OTEGI Y LA EMPATÍA

Los periodistas, siempre que tenemos ocasión, somos fans acérrimos de debatir sobre la eterna disyuntiva deontológica: ¿entrevistarías a un terrorista? Es una de las cuestiones que generan más controversia entre la profesión y no faltan quienes defienden una u otra postura, con importantes argumentos en ambos casos. Por un lado, están quienes consideran que dar voz a los terroristas, a los asesinos en serie o a los violadores hace que su mensaje pueda ser escuchado en su propia voz y, de esa manera, nos llegue de la mejor forma posible, justificado y dulcificado, además de correr el riesgo de que la audiencia utilice esa empatía de la que carecen los psicópatas y acabe comprendiendo, de alguna forma, los actos que cometió esa persona. Por el otro, están quienes defienden que la libertad de expresión manda y que un profesional está siempre obligado a dar cualquiera de las posibles versiones, que todas las voces deben ser escuchadas y que, si no lo hiciéramos, nos faltarían datos para comprender la historia de manera global.
Sinceramente, no resulta fácil elegir entre una de estas dos posturas. Jordi Évole optó por entrevistar a Arnaldo Otegi en su programa, “Salvados”, del pasado domingo, no sin sufrir todo tipo de críticas y también insultos. Algunos de ellos antes incluso de que se emitiera para poder hablar con conocimiento de causa. Se podrá estar de acuerdo o no en la pertinencia de la entrevista desde el punto de vista deontológico o en cómo se desarrolló pero nadie puede negar que el contenido resultó muy interesante y, desde luego, revelador. 

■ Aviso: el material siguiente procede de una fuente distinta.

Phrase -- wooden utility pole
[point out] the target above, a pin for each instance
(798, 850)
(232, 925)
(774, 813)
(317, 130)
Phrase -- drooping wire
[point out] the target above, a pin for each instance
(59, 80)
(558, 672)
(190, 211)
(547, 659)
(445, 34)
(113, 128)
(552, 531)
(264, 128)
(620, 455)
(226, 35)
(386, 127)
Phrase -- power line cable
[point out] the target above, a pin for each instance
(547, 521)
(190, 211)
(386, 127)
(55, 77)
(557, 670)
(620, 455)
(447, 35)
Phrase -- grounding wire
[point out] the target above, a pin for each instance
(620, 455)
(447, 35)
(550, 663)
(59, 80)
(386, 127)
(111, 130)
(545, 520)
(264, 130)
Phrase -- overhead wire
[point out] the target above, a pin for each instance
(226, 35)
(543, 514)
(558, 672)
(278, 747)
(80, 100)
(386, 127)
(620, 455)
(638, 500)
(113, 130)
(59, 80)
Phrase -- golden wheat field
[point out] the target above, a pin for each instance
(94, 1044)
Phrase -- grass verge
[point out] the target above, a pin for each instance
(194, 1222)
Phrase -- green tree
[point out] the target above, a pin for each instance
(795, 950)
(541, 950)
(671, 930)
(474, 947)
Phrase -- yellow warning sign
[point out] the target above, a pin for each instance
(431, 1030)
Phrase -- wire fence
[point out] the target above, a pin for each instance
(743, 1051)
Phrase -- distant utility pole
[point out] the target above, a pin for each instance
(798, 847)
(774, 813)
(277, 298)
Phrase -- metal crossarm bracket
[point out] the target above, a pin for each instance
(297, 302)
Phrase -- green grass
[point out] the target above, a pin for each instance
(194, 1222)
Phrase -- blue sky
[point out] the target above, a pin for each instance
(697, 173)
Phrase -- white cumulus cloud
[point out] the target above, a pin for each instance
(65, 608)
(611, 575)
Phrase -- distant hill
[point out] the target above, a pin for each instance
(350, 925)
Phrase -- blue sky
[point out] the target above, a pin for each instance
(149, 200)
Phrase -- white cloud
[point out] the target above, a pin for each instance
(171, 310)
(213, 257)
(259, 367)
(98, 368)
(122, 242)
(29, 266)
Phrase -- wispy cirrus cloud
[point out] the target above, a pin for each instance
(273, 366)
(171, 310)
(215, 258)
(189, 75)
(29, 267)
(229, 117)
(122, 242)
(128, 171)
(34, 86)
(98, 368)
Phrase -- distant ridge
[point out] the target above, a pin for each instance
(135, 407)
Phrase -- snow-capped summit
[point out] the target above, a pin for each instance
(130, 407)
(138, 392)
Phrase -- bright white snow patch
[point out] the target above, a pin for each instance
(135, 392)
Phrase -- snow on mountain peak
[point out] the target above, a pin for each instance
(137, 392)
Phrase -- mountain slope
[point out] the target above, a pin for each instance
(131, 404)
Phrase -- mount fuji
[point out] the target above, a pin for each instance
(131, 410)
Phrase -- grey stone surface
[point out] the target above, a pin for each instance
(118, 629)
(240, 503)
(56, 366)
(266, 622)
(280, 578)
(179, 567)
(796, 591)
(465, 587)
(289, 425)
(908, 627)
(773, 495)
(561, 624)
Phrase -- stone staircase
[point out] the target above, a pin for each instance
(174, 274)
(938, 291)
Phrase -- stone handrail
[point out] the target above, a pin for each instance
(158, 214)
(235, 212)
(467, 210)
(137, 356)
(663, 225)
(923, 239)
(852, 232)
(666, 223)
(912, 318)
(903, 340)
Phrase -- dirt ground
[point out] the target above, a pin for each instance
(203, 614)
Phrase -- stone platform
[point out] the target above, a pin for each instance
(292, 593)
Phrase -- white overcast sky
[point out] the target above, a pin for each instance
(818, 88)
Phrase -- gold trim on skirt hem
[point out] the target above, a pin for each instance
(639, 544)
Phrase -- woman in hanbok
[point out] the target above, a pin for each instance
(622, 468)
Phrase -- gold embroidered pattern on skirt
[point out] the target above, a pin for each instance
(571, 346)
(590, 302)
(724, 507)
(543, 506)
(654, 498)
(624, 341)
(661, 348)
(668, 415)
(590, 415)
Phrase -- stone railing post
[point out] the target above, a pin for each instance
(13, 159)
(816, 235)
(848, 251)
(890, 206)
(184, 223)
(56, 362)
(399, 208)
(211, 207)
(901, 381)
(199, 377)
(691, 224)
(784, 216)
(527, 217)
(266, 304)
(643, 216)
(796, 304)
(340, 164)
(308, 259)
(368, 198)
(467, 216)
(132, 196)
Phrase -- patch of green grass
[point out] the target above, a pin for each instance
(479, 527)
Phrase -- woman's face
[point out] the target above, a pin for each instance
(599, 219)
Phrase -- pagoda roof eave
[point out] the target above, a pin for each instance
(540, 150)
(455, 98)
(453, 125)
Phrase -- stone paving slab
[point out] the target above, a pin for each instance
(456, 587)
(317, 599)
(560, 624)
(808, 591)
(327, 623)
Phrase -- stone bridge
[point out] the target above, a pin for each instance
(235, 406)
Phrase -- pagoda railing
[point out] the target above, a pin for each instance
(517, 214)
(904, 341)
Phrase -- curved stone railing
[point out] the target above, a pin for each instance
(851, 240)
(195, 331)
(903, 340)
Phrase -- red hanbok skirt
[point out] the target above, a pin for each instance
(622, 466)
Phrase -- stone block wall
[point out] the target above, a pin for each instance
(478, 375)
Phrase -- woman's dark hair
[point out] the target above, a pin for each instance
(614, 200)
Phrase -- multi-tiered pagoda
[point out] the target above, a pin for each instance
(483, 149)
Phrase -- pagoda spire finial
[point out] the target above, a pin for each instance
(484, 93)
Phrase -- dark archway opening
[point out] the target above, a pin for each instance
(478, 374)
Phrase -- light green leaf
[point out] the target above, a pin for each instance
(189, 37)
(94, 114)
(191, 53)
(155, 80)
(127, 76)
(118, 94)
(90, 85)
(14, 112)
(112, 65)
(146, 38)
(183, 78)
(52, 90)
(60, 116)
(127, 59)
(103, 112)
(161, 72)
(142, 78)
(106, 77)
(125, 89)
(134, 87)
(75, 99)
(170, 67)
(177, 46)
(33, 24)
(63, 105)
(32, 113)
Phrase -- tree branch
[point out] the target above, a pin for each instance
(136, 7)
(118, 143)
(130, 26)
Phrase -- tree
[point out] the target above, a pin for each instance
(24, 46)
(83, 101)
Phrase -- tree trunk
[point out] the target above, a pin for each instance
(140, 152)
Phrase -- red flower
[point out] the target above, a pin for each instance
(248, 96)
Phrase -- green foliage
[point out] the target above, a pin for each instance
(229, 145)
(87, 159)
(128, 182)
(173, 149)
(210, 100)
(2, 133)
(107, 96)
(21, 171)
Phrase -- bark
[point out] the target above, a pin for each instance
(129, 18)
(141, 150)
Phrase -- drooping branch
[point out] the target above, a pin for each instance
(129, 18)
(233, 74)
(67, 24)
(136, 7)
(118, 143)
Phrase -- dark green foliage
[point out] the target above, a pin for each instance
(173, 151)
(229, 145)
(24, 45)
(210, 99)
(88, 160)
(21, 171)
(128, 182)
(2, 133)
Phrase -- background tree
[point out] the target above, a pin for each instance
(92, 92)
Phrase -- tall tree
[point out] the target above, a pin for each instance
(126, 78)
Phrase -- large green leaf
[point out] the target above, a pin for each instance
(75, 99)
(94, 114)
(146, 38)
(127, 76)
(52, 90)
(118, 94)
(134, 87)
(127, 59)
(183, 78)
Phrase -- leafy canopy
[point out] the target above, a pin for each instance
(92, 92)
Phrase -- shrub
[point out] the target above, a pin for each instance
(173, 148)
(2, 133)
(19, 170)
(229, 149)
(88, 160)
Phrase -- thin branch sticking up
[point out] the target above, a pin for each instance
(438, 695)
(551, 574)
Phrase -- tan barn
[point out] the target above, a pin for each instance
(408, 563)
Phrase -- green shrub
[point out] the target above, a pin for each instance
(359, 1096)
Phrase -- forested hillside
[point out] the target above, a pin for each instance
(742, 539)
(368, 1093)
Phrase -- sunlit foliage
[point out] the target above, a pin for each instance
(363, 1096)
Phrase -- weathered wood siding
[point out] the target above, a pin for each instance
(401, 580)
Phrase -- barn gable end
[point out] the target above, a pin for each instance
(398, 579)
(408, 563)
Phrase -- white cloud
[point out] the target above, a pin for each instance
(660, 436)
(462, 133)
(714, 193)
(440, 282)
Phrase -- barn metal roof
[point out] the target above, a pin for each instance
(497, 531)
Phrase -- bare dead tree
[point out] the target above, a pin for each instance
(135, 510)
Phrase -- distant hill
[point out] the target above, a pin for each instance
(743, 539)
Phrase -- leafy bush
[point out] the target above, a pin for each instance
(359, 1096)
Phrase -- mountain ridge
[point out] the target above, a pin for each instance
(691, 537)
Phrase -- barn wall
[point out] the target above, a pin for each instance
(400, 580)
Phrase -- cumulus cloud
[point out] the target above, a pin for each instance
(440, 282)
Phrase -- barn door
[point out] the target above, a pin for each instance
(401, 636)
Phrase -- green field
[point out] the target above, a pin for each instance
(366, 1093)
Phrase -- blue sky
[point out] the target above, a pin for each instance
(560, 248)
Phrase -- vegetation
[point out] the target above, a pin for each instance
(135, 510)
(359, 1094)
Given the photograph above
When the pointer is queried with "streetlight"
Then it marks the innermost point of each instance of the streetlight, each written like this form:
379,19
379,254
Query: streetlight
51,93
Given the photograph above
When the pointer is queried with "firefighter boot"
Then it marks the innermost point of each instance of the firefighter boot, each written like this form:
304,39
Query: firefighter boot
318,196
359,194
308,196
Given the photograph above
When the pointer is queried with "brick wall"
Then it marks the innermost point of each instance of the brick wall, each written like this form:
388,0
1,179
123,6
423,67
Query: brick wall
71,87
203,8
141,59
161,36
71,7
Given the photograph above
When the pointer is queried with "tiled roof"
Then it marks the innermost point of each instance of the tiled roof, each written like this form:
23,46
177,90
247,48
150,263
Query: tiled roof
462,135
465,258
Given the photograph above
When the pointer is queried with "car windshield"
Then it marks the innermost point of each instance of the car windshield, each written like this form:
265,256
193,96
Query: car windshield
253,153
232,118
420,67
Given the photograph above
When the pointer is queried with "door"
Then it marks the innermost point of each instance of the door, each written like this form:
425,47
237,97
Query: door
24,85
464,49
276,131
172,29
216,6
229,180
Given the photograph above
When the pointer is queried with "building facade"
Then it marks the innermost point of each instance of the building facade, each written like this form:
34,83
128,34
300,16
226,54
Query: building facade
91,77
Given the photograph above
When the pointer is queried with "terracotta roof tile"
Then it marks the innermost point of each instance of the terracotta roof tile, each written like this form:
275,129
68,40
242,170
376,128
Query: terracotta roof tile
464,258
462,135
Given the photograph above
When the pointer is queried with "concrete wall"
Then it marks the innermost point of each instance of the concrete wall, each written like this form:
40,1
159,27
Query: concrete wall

Hay algunas circunstancias que permiten que esta entrevista sea ahora más sencilla que aquella que hizo Évole a este mismo personaje hace siete años. El clima político es más tranquilo, al menos en lo que al País Vasco se refiere, y, sobre todo, ETA ya no coloca féretros como punto y aparte en los documentos de negociación. Los muertos, sin embargo, siguen ahí, al igual que el dolor que causó durante muchos años la banda terrorista ETA. En honor a la verdad, hay que decir que esa parte no la olvidó Évole, que salpimentó las preguntas con el testimonio de varias víctimas, que mostró a su entrevistado. La conclusión es que, por mucho que se intente, resulta difícil sentir empatía por alguien que tuvo que esperar a que muriera su madre para empezar a comprender, solo un poquito, parte del dolor que causó la banda terrorista. Solo hay una diferencia: perder a un ser querido por enfermedad o porque es ley de vida es duro, pero desde luego no es comparable a que sea asesinado en aras de una supuesta libertad o de unas ideas más o menos aceptables. El candidato de EH Bildu no tiene pelos en la lengua –“Voy a ser el lehendakari más peligroso para los intereses del Estado”, admitió recientemente– y tuvo margen para explayarse todo lo que quiso y más, aunque algunas cuestiones sean imposibles de entender, por mucha predisposición que se tenga. Todo el mundo recuerda en dónde estaba cuando se enteró de la muerte de Miguel Ángel Blanco. Cuando expiró el fatídico plazo, la mayoría estaba pendiente de la radio o del televisor pero –vaya, vaya– Otegi estaba en la playa.